Table of contents for IBM Insight 2014
- Opening #IBMInsight Keynote: Seize This Moment: Envision Your Future
- #IBMInsight Keynote: Envision you journey: Are you ready for real-time decision-making?
- #IBMInsight Powerful Analytics for Everyone
- #IBMInsight Keynote: Seize this moment – transform your industry
- #IBMInsight Internet of Things
Shanker Ramamurthy kicked off the session, describing how, as the world’s economy is digitized, the use of Big Data and analytics to compete in the new real-time economy becomes essential. The latency with which enterprises much develop and implement solutions is collapsing to zero. Customers are demanding more value for money at the same time, requiring not just faster but also cheaper and better services. Plus there is an explosion in the sharing economy with companies unlocking economic value using data, analytics, cloud and social. IBM’s contention is that growth and differentiation, efficiency and business resiliency are all required and that big data and analytics are central to this. Companies must be able to make multiple moves in the time that their competitors can do only one. The real-time economy he says requires execution with speed, tying business strategy to data and customer engagement.
Glenn Finch came on to talk about the sixth Institute for Business Value study on data and analytics. Four big shifts
- Most of clients report in-year benefits from analytics
63% say they are getting value in less than a year, even in the same quarter. Time to value is critical.
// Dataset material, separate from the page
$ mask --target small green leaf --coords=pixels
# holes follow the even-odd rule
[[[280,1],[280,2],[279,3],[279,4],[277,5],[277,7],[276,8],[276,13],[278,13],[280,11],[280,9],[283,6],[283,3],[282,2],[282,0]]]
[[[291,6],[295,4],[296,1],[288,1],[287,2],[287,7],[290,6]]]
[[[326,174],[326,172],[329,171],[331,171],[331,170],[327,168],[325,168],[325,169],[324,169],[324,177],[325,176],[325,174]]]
- Velocity has become the key driver of analytic value
- Customers are not the only focus for analytics any more
53% still focused o the customer but 40% focused on operational analytics
- Digital capabilities are being increasingly integrated into business processes
10% of the responders in the survey are “front runners”, doing analytics wide and deep while 75% are not doing very much yet. The remaining 15% are deep but in a narrow area.
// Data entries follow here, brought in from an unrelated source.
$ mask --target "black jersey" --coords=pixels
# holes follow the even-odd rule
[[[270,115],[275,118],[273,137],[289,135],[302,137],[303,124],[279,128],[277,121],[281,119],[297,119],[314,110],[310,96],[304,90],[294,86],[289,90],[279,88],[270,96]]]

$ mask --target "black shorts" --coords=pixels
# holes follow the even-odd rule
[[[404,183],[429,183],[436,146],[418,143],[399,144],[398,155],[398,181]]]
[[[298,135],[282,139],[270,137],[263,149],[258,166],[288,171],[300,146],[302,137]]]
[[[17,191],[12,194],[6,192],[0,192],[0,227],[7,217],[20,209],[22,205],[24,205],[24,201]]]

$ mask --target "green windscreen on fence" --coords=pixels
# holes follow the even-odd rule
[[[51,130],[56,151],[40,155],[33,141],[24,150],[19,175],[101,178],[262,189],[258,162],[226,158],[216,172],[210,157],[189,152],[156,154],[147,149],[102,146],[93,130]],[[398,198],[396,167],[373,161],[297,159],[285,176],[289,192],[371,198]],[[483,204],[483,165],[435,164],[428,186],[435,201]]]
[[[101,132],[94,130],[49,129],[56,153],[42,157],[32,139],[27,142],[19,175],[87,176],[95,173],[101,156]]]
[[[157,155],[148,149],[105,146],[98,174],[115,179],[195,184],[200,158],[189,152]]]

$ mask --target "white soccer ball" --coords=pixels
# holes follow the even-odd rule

Glenn introduced three themes – acquire, analyze and act – and brought some customers on stage to discuss them. These clients have identified big strategic pressures and interestingly one responded by looking for decisions that needed to be improved and driving back to analytics and data that will help – Begin with the Decision in Mind as I like to say – while the other began by improving the data and data access and pushing that up into better decisions. Beginning on the “Act” side – the decision – gives you an immediate tie to the business (one of the reasons I like it) and it’s clearly harder to make this business connection when starting on the acquire side.
Both emphasized the importance of business support and business engagement, however. In addition at least one of the companies was doing well before starting the effort – it was not about responding to current crisis so much as a future one. Not a lot of discussion of “real-time” though.
Mark Andrews of GBS came up to talk about how companies are changing the way they are generating analytic insight. These shifts are changing how analytics are being done:
- From samples to all data
Instead of taking a sample that is relevant and looking at it they are taking ALL the data in their big data infrastructure and analyzing it. More data, more fields, less summaries and more raw data. The role of cheaper infrastructure is key because the cost of analyzing more data has dropped while access to new data types increased the incremental value of this additional data.
- From hypothesis to discovery
Not sure I agree with this one but IBM sees companies that used to start with a hypothesis move over to letting the data speak. Personally I find this approach a little scattergun and still think you need to know which decisions you want to improve, even if you let the data tell you how.
- From analyzing data that has been stored to analyzing data in motion
Analyzing event streams, and scoring in real-time, rather than batch oriented analysis.
Mark brought up a panel of folks to talk about some of these trends. Some good examples of using less common data types and on analyzing / integrating all the data not just a sample of traditional data. A certain amount of unexpected insights too and some old stories about real-time responses like ATM fraud. Nothing worth noting particularly.
Mark wrapped up with an announcement of a new solution – Big Data and Analytics Solution Accelerator – that allows the various elements to be access
For me too much focus on long cycle time decisions and not enough on real-time decision-making. Too many GBS platitudes and not enough concrete anything.